From a quick glance, The 123 HP ENVY 4510 could pass for a nicely designed, if slightly oversized, Blu-ray player. When it’s off, it’s simply a rectangular box, measuring 4.3 by 16.9 by 13.2 inches, made mostly of black plastic. There are no visible paper trays, no front panel buttons, and no other visual clues-aside from some easy to overlook text on the bottom front-to give away the fact that it’s a multifunction printer (MFP).
Get a little closer and you can see a glass panel on the top, which happens to be a see-through lid for the letter-size flatbed scanner.
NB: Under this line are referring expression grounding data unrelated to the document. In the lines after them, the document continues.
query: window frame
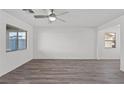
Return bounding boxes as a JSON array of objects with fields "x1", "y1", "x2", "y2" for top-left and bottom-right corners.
[{"x1": 6, "y1": 25, "x2": 27, "y2": 52}]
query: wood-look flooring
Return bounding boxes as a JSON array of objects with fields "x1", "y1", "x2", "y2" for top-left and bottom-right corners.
[{"x1": 0, "y1": 59, "x2": 124, "y2": 84}]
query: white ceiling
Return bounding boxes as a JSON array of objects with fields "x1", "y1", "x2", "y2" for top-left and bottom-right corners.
[{"x1": 3, "y1": 9, "x2": 124, "y2": 27}]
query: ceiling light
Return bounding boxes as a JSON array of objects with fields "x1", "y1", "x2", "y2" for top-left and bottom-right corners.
[{"x1": 49, "y1": 14, "x2": 56, "y2": 22}]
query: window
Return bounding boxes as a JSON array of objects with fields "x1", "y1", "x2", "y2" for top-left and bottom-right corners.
[
  {"x1": 6, "y1": 25, "x2": 27, "y2": 52},
  {"x1": 18, "y1": 32, "x2": 27, "y2": 49},
  {"x1": 104, "y1": 32, "x2": 116, "y2": 48},
  {"x1": 6, "y1": 32, "x2": 18, "y2": 51}
]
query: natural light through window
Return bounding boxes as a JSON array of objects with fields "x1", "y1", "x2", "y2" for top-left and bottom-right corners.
[
  {"x1": 104, "y1": 32, "x2": 116, "y2": 48},
  {"x1": 6, "y1": 25, "x2": 27, "y2": 52}
]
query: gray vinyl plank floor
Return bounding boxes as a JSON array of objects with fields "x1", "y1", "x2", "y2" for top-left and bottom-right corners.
[{"x1": 0, "y1": 59, "x2": 124, "y2": 84}]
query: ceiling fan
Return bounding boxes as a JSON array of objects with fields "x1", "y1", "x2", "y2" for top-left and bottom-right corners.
[
  {"x1": 23, "y1": 9, "x2": 69, "y2": 23},
  {"x1": 22, "y1": 9, "x2": 34, "y2": 13}
]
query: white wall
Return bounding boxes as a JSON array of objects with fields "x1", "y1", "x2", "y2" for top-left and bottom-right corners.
[
  {"x1": 96, "y1": 15, "x2": 124, "y2": 71},
  {"x1": 120, "y1": 16, "x2": 124, "y2": 71},
  {"x1": 97, "y1": 25, "x2": 120, "y2": 59},
  {"x1": 0, "y1": 10, "x2": 33, "y2": 76},
  {"x1": 34, "y1": 27, "x2": 97, "y2": 59}
]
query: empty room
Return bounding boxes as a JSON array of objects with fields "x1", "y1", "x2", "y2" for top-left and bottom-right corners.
[{"x1": 0, "y1": 9, "x2": 124, "y2": 84}]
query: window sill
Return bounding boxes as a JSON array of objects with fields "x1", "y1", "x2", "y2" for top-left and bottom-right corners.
[{"x1": 6, "y1": 48, "x2": 27, "y2": 53}]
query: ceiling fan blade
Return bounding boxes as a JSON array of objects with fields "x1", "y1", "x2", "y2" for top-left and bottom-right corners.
[
  {"x1": 22, "y1": 9, "x2": 34, "y2": 13},
  {"x1": 34, "y1": 15, "x2": 49, "y2": 18},
  {"x1": 28, "y1": 9, "x2": 34, "y2": 13},
  {"x1": 56, "y1": 17, "x2": 66, "y2": 22},
  {"x1": 56, "y1": 11, "x2": 69, "y2": 16}
]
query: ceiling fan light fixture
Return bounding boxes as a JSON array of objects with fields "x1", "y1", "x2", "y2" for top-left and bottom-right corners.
[
  {"x1": 48, "y1": 14, "x2": 56, "y2": 22},
  {"x1": 49, "y1": 16, "x2": 56, "y2": 21}
]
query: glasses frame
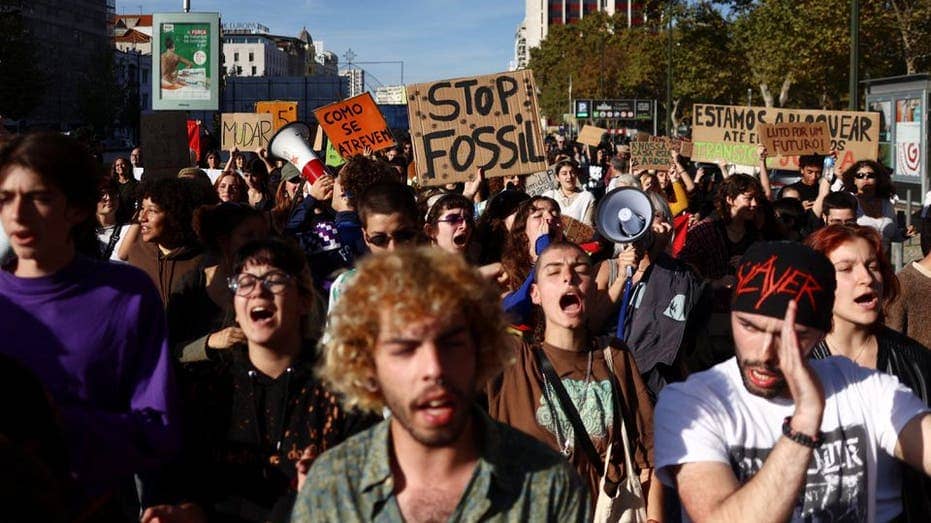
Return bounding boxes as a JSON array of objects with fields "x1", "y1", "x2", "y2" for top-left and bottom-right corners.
[
  {"x1": 854, "y1": 171, "x2": 877, "y2": 180},
  {"x1": 227, "y1": 270, "x2": 295, "y2": 296},
  {"x1": 365, "y1": 229, "x2": 419, "y2": 248},
  {"x1": 435, "y1": 213, "x2": 472, "y2": 226}
]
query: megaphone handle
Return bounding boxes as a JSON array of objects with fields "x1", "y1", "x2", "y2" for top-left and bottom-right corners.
[{"x1": 614, "y1": 268, "x2": 635, "y2": 340}]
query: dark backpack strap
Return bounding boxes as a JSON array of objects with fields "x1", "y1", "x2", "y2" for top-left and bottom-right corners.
[{"x1": 534, "y1": 347, "x2": 605, "y2": 472}]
Unless you’ve already seen that kind of scanner before, however, you probably wouldn’t recognize it as one.
When you turn the printer on, by tapping on the touch-sensitive power icon, the 4.3-inch color touch screen on the front panel lights up to show some pretty icons including two labeled Scan and Copy. In addition, almost the entire front section of the printer opens up to about a 45-degree angle (which you can adjust manually if you care to). But there’s still no visible input or output tray.
Only when you actually print something does the 123 HP ENVY 4510 reveal itself as a printer, automatically closing the front panel lid, then opening it to 90 degrees, and swinging out an arm in front of the printer to catch the pages coming out. When you take the pages off the arm, it then rotates the arm back into the printer, and partially closes the front lid again.
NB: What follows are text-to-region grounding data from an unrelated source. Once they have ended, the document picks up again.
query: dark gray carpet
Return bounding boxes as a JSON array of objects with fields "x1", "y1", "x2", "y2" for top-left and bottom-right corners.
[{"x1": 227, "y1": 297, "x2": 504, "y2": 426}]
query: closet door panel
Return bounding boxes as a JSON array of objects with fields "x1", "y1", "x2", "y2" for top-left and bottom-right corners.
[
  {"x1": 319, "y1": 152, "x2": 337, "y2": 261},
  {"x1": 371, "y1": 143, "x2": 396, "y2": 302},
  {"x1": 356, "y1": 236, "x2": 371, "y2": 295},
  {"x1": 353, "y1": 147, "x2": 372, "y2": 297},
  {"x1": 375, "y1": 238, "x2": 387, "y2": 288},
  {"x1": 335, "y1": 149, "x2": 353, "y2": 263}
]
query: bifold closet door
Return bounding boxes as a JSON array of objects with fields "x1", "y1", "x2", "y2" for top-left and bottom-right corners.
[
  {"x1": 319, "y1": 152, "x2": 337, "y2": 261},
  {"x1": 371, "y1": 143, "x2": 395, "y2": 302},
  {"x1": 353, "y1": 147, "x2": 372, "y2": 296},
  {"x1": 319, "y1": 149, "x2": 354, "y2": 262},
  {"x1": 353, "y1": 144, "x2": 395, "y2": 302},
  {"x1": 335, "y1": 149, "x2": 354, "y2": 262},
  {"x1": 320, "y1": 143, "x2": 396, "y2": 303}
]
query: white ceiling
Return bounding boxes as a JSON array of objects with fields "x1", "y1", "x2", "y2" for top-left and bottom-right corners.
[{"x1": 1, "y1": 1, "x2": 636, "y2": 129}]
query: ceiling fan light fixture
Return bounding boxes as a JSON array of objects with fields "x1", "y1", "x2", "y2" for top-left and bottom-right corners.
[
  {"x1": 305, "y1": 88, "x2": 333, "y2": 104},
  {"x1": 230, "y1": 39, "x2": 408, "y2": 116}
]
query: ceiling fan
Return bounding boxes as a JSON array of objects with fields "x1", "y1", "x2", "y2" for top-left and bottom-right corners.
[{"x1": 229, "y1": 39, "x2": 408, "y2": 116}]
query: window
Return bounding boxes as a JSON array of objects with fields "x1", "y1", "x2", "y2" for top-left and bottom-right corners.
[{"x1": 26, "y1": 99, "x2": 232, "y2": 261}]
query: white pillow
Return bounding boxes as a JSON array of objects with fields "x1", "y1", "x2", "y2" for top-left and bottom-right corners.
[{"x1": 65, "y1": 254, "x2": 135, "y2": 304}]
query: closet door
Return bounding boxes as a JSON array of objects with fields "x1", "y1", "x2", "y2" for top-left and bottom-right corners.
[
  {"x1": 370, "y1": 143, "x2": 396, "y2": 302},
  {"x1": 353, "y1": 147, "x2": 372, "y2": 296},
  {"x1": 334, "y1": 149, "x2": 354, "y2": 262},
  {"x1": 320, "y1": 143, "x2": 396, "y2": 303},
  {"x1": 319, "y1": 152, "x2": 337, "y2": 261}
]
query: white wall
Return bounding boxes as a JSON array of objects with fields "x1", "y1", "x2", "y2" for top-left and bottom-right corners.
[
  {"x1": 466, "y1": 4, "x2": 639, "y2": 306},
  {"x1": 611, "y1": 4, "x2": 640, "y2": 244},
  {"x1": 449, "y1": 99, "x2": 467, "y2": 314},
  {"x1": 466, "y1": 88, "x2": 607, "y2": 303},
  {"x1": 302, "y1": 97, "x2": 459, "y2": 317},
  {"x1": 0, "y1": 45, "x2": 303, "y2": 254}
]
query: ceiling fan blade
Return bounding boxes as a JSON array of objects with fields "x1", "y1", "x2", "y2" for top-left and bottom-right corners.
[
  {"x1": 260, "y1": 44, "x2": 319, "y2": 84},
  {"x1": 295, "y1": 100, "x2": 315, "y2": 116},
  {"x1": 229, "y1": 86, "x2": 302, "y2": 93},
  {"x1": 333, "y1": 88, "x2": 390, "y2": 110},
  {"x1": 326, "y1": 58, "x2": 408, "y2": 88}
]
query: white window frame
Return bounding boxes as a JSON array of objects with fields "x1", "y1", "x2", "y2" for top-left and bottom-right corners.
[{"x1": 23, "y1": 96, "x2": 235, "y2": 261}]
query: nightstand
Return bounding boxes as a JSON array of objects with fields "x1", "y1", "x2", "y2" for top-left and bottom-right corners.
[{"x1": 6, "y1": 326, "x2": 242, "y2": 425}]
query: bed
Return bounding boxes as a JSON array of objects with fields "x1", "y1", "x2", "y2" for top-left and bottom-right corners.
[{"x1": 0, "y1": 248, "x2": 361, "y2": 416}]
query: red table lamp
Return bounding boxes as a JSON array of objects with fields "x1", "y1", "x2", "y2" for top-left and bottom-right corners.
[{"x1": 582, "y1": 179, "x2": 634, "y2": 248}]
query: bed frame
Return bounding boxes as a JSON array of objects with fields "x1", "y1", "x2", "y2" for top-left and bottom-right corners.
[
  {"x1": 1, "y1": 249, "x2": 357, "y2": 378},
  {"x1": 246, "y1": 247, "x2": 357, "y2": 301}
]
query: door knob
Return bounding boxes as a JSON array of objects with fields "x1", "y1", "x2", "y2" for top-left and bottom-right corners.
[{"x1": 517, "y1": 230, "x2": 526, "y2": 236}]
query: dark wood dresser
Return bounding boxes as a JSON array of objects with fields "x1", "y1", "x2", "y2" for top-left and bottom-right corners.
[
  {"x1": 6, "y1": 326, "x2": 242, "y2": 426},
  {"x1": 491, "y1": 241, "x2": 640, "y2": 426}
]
If you feel around under the lid, you’ll find the paper drawer, which works like a DVD tray. There’s even a touch-sensitive eject button you can use to tell the printer to move the front lid out of the way and eject the tray. You can then fill it with paper, touch the button again to close the tray, or push the tray in just a little, and let the printer grab it and take it the rest of the way.
Unfortunately, although these snazzy features add to the cost, they don’t do anything for printing or for other basic MFP capabilities. That leaves the basics for the 123 HP ENVY 4510 comparable to what you’ll find in much less expensive printers.
There are many ways to configure your device to print wirelessly. Each has its own pros and cons and the costs vary accordingly. Some scenarios are based on your existing setup (for example, if your printer has networking built-in).